Wie unterscheiden sich die russischsprachigen und russischen Communities in Deutschland? Und was versteht man unter dem Begriff „russische Diaspora"? Inwiefern ist sie homogen?
Die russischsprachigen Communities sind breit gestreut. Dazu gehören beispielsweise die vielen russlanddeutschen Spätaussiedler, die sich nicht als Russen identifizieren, aber häufig Russisch sprechen. Dort gibt es auch die Selbstbezeichnung „rusaki“. Es gibt auch den Bundesverband russischsprachiger Eltern (BVRE), dem ganz unterschiedliche deutsch-russische und andere postsowjetische Vereine angehören. Auch postsowjetische Juden in Deutschland nutzen oft die russische Sprache, auch generationenübergreifend, ohne sich als Russen zu identifizieren.
Selbstidentifizierte Russen gibt es natürlich auch – laut einer Umfrage von vor einigen Jahren gut ein Fünftel der postsowjetischen Bevölkerung. Auch sie sind nicht homogen: Darunter gibt es Familienangehörige von Spätaussiedlern und Kontingentflüchtlingen, die sich als Russen bezeichnen, aber zum Beispiel auch in zunehmenden Maße Politemigranten aus Russland, die sich vor allem in Berlin niederlassen. Diese verschiedenen Gruppen haben meist nicht viel miteinander zu tun.
Laut Kreml-nahen Meinungsforschungsinstituten unterstützt die Mehrheit der russischen Bevölkerung die Invasion in der Ukraine. Man kann von abweichenden Zahlen ausgehen, die Tendenz ist aber da. Das zeigen auch die Umfragen des unabhängigen Lewada-Zentrums. Unterstützen auch die post-sowjetischen Migranten die Invasion oder äußern sie Kritik?
Eine Umfrage des Deutschen Zentrums für Integrations- und Migrationsforschung (DeZIM) kurz nach Kriegsbeginn hat gezeigt, dass eine Mehrheit der postsowjetischen Migranten in Deutschland, auch jener aus Russland, diplomatischen Druck, Sanktionen und sogar Waffenlieferungen unterstützen. Auch gibt es prinzipiell eine hohe Unterstützungsbereitschaft für ukrainische Flüchtlinge. Von daher kann man nicht davon ausgehen, dass eine Mehrheit der Menschen den Krieg unterstützt.
Wie stark beeinflusst russische Propaganda die Diaspora in Deutschland?
Eine Umfrage des SVR-Integrationsbarometers vor dem Krieg legte nahe, dass etwa ein Viertel dieser Menschen für russische Propaganda empfänglich ist, das erscheint als eine realistische Größenordnung. Sie schenken russischen Medien ihr Vertrauen.

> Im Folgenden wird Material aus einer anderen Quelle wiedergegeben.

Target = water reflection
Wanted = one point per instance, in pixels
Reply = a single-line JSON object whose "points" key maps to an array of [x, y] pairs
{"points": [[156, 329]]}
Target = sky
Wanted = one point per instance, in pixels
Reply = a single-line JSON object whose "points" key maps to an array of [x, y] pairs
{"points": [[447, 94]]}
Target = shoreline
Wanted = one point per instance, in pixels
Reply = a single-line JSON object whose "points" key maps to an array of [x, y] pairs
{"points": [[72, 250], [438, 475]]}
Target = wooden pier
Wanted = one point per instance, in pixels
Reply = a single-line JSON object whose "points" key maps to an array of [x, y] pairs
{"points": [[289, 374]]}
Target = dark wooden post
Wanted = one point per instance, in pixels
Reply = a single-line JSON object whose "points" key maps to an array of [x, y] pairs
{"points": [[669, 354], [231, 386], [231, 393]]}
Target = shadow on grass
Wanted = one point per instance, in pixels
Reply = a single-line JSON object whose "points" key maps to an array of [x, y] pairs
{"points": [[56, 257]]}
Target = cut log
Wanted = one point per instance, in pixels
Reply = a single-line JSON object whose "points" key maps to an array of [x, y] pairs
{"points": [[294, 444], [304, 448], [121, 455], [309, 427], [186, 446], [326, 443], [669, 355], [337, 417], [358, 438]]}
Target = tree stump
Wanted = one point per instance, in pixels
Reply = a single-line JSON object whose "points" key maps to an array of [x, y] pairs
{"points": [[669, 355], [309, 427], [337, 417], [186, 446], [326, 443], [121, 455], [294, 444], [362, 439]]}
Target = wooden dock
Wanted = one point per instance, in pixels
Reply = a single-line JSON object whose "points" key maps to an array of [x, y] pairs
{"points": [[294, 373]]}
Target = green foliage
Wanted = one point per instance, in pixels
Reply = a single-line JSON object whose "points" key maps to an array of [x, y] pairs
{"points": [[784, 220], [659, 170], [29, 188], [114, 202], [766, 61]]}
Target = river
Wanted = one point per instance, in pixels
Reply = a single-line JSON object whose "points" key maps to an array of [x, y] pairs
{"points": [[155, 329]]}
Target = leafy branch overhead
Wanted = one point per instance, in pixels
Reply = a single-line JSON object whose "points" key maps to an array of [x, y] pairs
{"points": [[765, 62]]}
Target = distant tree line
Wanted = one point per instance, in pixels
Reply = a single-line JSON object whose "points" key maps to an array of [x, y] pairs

Es gibt aber auch einen Effekt der Verunsicherung: Auch Leute, die nicht nur russischen Medien vertrauen und beide Seiten hören, stehen wegen der sehr konträren Narrative, die sie jeweils hören, am Ende verunsichert da. Sie können die widersprüchlichen Informationen und Einschätzungen nicht einordnen. So entsteht eine Haltung im Sinne von: „Man kann ja eigentlich gar nichts glauben.“ Und so glaubt man im Zweifel auch alles, unabhängig von der Plausibilität.
Man hört derzeit viel über Propaganda. Offensichtlich entspricht die Rhetorik des heutigen Russlands den Stimmungen der Bevölkerung, das sehe ich aus dem Internet. Warum unterstützen einige Migranten die Invasion?
Offenbar trifft die Rhetorik auf eine gewisse Resonanz, aber wohlgemerkt: offenbar nicht mehrheitlich. Zum Teil mag es die Rhetorik der „Denazifizierung“ sein, die attraktiv klingt. Zum Teil ist es vielleicht ein postimperialer Komplex, der bei den Menschen für Zustimmung zu der Invasion sorgt. Den gibt es sowohl innerhalb als auch außerhalb Russlands. Insgesamt braucht es aber qualitative Studien, um den Stimmungen innerhalb der Communities in Deutschland tiefer auf den Grund gehen zu können.
Am 9. Mai feiert Russland den Sieg über Nazi-Deutschland, unter heutigen Umständen sicher ein höchst provokanter Tag. Was erwarten Sie?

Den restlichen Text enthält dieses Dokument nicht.